I am however, not excited to come to a home without my room.

I love my room. I'm not sure how other people feel about their rooms, but I am in love with mine. It's painted red and has a walk-in closet and a bathroom (every girl's dream). It has a desk with a bulletin board, that is usually covered in magazine clippings of John Krasinski and notes from my friends. It has a queen bed that once was beneath a canopy (another dream fulfilled) and layered with a giant down comforter and pillows. I love that bed. We were a perfect fit. The saddest part of leaving was packing that room full of memories, closing the door, and walking out. I was leaving the only part of my house that was mine...and would never be mine again. I grew up in that room.

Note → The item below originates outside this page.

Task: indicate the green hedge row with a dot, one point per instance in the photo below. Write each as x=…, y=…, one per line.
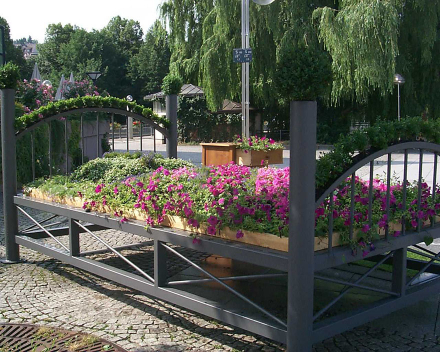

I didn't even feel like I was coming home. It was weird. I know I belong here more than anywhere else, but I still feel like I have no place in my home. Life goes on.  There's still hustle and bustle with all 4 kids left in the group. Nothing stops. And that's how it should be. I feel comfortable and happy here. It's just that I still haven't felt my graduation hit me, or that I live in a different state. I feel like I've been at summer camp for 8 weeks, and here is my break.

One day I'll fit in perfectly, and have my queen bed back. Life is great, and college is better. And now it's great to be back.